I’ve found a new energy and I’ve been doing both daily for about 4 days now…I plan to make it a daily occurrence to practice guitar and go through my voice exercises. I know all I need to do is just ‘make up my mind’ that I’m going to DO IT and it will happen. Much the same way I made up my mind to lose the weight and it happened; it took a year but it happened because I decided it would. That’s really the key to doing anything – you must DECIDE to do it. If you sit yourself down, have a heart to heart conversation with yourself and determine if you really want to do it, then you must decide you’re going to do it. This is such an important step and I’ve missed it for so long – I thought all I needed was the desire or wish to do something but all too often that fizzles out and I don’t get where I thought I wanted to go. I had my ‘Aha’ moment when I decided to lose weight. It was a very clear moment – I told myself that this was what I wanted and that I was going to make it a priority and I was not going to stop (no matter what obstacles I faced) until I got what I wanted. And lo and behold, that’s exactly what happened. I felt so good about being able to achieve that goal…it wasn’t really losing the weight (although I feel so much better), it was more about staying committed to doing it. I’m famous for starting things and not finishing them or following through, so having a weight loss target and staying committed to it for a year was a huge achievement for me.
Now I’m setting my sites on learning the guitar and doing my vocal exercises. I sat myself down and figured out that was what I really wanted so I decided to do it.
I’ll keep you posted…ttfn.
Yesterday was an amazing day! I had written some lyrics to a new song and sang the melody to a back beat a few weeks ago, then I got a message from a new acquaintance who wanted to meet and talk about songwriting. We exchanged a few emails and I shared my song with her. We had planned to meet at a little pastry shop in town and at the last minute she suggested we meet at a music studio so we could work on some harmonizing chords to go with my song. I was so excited! She is an amazing piano player and singer and within an hour she had recorded a wonderful working tape of my song…it brought tears to my eyes. Having the lyrics, melody and harmony come together like that was just breath-taking. I have no idea where this might lead but it has inspired me to write even more and look into taking guitar lessons. It would be so wonderful if I could put a whole song together (although I really like the idea of collaborating) but I would need to take lessons.
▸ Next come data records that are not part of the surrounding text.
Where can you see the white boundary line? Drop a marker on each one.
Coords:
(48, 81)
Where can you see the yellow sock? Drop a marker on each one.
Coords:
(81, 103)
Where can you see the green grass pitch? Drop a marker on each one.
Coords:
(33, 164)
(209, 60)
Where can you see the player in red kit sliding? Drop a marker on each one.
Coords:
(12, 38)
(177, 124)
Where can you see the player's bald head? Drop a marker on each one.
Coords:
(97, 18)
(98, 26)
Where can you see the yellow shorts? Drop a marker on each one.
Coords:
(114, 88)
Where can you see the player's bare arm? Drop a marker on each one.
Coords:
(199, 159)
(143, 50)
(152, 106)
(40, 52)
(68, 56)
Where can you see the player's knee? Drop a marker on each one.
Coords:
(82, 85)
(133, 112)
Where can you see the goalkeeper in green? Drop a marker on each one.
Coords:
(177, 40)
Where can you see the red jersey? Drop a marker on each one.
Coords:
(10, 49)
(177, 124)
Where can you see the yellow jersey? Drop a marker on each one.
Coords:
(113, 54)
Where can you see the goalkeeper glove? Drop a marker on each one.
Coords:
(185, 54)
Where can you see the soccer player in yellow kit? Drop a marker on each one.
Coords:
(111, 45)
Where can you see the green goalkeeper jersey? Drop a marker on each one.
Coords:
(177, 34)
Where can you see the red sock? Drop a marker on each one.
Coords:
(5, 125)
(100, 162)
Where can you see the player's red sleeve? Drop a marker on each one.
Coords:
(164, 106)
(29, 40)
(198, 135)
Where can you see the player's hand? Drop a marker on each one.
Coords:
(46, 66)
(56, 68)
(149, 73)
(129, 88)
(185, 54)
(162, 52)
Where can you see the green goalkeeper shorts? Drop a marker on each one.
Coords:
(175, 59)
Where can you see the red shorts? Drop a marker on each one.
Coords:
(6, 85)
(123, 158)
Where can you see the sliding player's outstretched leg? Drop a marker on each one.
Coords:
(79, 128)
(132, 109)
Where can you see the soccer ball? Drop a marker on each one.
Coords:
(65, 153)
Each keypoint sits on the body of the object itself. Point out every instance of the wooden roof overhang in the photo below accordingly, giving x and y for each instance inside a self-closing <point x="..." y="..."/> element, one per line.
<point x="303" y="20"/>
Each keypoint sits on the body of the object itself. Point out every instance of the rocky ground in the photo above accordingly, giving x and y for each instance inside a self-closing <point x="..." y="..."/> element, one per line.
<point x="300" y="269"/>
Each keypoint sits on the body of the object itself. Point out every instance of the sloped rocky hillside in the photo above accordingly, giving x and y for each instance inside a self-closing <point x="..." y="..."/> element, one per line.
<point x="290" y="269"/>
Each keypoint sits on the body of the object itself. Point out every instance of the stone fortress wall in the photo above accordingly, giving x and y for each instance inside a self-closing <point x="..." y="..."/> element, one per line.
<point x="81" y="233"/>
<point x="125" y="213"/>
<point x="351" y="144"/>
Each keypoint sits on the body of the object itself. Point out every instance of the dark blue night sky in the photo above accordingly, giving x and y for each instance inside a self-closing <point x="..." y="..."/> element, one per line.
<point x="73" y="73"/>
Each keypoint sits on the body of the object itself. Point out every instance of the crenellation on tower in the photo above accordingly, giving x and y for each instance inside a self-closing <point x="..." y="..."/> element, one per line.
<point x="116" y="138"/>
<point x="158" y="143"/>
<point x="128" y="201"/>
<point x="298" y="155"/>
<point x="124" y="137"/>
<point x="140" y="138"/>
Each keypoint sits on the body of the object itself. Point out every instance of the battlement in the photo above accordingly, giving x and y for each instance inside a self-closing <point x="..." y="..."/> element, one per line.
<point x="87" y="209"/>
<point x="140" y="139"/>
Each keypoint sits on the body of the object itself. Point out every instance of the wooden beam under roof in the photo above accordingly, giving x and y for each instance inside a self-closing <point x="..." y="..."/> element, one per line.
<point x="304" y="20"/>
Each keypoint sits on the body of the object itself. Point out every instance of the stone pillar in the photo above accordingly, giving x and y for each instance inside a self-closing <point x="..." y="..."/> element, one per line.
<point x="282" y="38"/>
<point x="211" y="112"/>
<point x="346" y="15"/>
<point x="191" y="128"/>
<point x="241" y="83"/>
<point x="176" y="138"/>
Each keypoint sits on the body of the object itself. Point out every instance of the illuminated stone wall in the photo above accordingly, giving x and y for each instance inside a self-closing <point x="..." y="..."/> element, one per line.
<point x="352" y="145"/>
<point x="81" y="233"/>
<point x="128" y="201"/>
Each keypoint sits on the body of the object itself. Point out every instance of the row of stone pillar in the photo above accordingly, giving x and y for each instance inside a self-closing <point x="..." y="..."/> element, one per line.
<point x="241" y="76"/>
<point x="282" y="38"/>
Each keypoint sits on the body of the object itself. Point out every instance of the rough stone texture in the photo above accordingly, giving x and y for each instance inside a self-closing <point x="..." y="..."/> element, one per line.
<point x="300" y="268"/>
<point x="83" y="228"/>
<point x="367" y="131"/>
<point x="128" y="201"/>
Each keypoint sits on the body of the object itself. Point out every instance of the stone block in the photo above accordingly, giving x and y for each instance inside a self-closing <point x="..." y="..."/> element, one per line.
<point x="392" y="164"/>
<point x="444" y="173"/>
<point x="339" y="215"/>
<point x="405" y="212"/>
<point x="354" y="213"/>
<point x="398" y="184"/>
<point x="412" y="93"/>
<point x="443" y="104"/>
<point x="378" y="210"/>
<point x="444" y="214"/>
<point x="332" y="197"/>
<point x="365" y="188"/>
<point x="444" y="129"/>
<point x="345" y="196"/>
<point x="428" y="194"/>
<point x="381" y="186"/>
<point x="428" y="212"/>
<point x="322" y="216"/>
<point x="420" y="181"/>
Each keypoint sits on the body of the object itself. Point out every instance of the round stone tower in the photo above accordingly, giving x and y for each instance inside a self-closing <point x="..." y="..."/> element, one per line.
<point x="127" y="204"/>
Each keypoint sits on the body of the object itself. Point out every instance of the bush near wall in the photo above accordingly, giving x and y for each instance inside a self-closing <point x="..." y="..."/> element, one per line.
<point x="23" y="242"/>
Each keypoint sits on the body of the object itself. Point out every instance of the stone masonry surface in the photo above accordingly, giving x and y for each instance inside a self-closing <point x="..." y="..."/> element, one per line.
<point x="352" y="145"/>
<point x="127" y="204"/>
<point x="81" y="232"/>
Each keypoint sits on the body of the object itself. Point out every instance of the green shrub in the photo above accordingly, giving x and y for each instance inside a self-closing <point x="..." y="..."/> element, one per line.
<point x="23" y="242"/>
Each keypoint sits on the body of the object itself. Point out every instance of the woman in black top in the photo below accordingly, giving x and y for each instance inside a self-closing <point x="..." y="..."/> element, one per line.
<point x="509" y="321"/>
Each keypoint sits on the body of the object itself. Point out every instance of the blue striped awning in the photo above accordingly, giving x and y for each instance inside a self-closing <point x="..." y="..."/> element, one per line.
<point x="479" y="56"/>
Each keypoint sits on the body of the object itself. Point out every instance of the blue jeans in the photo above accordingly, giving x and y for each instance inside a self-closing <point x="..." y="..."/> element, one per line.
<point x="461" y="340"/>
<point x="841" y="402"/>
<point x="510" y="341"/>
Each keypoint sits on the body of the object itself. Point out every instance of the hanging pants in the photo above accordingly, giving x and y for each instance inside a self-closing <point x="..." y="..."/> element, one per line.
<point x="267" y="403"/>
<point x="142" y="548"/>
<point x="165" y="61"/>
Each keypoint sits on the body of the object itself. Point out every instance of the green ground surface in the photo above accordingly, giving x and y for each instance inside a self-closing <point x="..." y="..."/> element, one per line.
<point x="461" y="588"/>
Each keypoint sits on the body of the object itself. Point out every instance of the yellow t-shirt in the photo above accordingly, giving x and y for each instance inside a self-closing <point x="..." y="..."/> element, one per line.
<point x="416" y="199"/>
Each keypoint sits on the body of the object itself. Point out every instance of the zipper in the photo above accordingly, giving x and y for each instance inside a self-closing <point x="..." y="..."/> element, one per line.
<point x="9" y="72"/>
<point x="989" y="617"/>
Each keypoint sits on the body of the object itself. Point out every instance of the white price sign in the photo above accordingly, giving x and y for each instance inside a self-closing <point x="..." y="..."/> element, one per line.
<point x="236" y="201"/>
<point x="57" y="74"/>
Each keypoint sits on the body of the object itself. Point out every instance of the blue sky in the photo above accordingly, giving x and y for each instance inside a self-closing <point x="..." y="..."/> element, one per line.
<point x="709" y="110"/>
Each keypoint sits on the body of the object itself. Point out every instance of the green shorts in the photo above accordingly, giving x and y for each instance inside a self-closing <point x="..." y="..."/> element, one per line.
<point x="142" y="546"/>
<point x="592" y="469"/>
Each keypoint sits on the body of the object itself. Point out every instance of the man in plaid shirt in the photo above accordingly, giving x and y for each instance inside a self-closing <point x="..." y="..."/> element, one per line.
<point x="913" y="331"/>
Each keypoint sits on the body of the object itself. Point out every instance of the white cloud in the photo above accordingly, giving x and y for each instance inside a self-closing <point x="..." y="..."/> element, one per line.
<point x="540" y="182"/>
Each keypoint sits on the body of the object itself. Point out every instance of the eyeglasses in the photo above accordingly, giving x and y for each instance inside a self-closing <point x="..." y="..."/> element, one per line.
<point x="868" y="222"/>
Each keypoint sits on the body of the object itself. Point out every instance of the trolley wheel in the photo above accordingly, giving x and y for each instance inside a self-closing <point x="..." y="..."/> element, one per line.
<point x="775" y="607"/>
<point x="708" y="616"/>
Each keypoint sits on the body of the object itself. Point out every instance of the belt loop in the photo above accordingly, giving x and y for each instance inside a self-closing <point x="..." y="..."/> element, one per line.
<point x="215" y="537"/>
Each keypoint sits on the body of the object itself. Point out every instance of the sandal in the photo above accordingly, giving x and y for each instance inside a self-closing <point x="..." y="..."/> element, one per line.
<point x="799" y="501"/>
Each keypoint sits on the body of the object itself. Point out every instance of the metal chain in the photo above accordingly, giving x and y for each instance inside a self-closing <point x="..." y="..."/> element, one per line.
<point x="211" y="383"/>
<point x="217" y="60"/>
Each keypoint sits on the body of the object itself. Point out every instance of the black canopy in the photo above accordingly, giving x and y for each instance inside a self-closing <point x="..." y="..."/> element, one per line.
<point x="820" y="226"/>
I’ve already checked with a few places and I’m leaning toward a music store that is affiliated with the local NSAI chapter.
I came home and played the song for my husband (actually it was only the first verse and chorus) and he liked it. I then sent it off to my mother so she could hear it because she had heard the version of just me singing with a back beat. She was really impressed. I have made a few adjustments to the lyric and I just about have it where I want it. Carrie said that when I was done I could send it to her and she would make a new recording of the whole song for me to have. AMAZING!